Les pistolets

Mais François ne devait pas rester!

Un coup de téléphone de l'hôpital les avertit, le lendemain, que l'état de M. Skinner donnait des inquiétudes. Bob et Miss Mary partirent immédiatement.

— Je t'appellerai, dit Bob. Ne bouge pas.

François regarda, du haut du perron, la voiture s'éloigner, et remonta tristement dans sa chambre. Ce premier séjour en Angleterre était complètement raté. Et que se passerait-il si le pauvre M. Skinner… Evidemment, le déplacement que ses ravisseurs lui avaient infligé avait aggravé son état. Si, par malheur, il venait à mourir, que deviendrait Bob? Quel appui trouverait-il auprès de Miss Mary, qui avait si manifestement aidé les ennemis de son fiancé?

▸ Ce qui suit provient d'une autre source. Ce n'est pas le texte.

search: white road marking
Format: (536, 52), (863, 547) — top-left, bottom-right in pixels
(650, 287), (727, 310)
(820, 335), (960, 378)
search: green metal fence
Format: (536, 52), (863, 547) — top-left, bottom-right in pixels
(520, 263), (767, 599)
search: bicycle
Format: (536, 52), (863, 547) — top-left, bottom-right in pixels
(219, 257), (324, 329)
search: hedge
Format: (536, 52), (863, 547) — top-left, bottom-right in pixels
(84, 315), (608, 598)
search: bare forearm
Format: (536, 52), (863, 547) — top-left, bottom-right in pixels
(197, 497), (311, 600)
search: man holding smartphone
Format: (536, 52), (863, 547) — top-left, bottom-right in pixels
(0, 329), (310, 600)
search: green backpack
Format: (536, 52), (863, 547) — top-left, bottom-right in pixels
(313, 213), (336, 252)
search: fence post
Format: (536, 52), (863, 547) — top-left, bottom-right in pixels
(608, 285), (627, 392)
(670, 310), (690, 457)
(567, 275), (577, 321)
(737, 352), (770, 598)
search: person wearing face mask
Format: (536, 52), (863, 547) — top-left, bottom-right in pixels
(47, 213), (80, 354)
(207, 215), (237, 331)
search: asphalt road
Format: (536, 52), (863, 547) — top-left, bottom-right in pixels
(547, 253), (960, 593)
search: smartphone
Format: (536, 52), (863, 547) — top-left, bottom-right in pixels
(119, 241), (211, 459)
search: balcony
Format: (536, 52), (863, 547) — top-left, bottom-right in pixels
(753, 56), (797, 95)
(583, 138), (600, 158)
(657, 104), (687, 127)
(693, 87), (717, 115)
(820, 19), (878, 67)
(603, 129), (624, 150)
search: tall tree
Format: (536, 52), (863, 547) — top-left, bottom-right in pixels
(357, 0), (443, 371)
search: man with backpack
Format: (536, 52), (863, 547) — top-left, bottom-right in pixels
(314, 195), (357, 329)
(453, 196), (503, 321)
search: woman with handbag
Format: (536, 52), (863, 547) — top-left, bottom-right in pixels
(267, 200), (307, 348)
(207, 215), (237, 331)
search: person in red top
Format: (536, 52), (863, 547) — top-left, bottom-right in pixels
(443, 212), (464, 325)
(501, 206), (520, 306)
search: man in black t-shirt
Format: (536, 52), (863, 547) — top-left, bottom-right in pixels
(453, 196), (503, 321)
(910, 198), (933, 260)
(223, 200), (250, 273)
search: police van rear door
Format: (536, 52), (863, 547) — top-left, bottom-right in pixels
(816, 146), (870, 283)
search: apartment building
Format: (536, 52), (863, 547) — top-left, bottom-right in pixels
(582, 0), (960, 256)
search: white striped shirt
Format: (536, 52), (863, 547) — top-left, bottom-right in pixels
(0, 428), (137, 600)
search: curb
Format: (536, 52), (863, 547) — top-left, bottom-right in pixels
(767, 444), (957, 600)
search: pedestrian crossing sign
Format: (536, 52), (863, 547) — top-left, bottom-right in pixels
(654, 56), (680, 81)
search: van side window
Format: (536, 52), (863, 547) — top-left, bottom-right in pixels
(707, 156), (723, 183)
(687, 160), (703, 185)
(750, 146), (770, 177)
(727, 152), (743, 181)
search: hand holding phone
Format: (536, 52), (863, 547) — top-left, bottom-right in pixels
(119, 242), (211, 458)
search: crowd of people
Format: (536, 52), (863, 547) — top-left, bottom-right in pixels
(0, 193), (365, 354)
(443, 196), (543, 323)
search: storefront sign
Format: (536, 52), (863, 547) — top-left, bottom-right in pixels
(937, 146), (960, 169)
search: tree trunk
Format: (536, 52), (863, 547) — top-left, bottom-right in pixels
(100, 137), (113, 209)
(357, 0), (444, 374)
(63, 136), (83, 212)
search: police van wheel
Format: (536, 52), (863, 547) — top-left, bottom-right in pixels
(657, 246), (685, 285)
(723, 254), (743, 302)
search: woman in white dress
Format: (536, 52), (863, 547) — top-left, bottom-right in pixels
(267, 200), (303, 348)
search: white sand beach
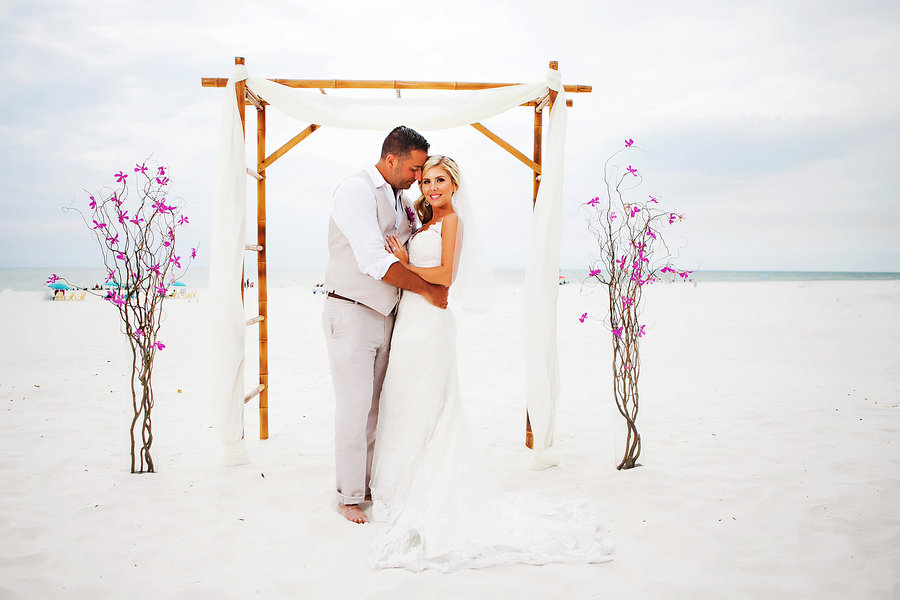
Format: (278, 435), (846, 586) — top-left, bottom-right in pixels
(0, 281), (900, 600)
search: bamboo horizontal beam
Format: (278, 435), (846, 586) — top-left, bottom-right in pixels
(200, 77), (593, 94)
(472, 123), (541, 173)
(259, 125), (320, 172)
(244, 383), (266, 404)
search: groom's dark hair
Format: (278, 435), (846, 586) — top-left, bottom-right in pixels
(381, 125), (431, 159)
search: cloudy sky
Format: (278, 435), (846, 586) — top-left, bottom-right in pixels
(0, 0), (900, 271)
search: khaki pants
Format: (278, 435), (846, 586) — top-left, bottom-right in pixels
(322, 298), (394, 504)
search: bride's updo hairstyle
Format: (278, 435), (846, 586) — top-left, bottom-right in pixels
(413, 154), (459, 225)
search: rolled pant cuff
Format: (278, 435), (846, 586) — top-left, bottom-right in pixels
(335, 492), (366, 506)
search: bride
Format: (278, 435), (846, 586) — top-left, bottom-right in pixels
(371, 155), (612, 573)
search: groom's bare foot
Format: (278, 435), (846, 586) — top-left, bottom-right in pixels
(338, 502), (369, 523)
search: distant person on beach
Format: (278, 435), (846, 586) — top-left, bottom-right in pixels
(322, 126), (447, 523)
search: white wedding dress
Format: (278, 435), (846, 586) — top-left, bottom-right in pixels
(370, 223), (613, 573)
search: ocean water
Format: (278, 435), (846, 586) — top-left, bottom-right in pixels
(0, 268), (209, 292)
(0, 268), (900, 292)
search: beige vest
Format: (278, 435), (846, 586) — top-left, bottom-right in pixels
(325, 171), (412, 315)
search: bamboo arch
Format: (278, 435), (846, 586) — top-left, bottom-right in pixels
(201, 57), (592, 448)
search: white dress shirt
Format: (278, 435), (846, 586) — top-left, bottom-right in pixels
(331, 165), (406, 280)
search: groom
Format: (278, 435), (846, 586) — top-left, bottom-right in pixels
(322, 126), (447, 523)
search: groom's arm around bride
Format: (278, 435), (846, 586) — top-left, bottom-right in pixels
(322, 127), (447, 523)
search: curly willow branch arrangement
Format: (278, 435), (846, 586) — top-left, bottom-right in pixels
(579, 140), (691, 469)
(47, 161), (197, 473)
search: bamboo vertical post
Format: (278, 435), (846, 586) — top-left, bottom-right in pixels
(256, 104), (269, 440)
(532, 106), (544, 203)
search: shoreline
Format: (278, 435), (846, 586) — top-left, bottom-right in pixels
(0, 281), (900, 599)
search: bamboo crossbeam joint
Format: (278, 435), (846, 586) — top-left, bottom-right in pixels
(244, 383), (266, 404)
(471, 123), (541, 173)
(244, 89), (263, 110)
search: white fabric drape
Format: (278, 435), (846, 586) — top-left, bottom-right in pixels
(525, 76), (567, 469)
(210, 65), (566, 463)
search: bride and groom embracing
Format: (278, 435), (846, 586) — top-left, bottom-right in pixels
(322, 127), (612, 572)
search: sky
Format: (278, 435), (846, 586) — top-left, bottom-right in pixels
(0, 0), (900, 272)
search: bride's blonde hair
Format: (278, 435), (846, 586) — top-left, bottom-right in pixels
(413, 154), (459, 225)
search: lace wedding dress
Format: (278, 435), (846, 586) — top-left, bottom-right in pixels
(370, 223), (613, 573)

François en revenait toujours à la même conclusion: c'était lâche de partir au moment où Bob se trouvait dans les pires difficultés. Mais comment lui venir en aide? Et pas moyen de reculer ce départ. Quand on doit s'occuper d'un blessé peut-être en danger de mort, on n'a pas besoin d'avoir dans les jambes un étranger encombrant. Il était de trop, désormais. Il était importun. Et il se sentait de plus en plus mal à l'aise. Attendre un avion? Et pourquoi ne pas prendre le bateau, le plus tôt possible? N'était-ce pas la solution la plus élégante, celle qui lui laisserait l'initiative? Au lieu d'être reconduit à l'aérogare, comme un indésirable, il s'en irait de son propre gré, à l'heure choisie, en garçon réfléchi, qui sait prendre ses responsabilités. Allons! Il n'y avait plus à hésiter.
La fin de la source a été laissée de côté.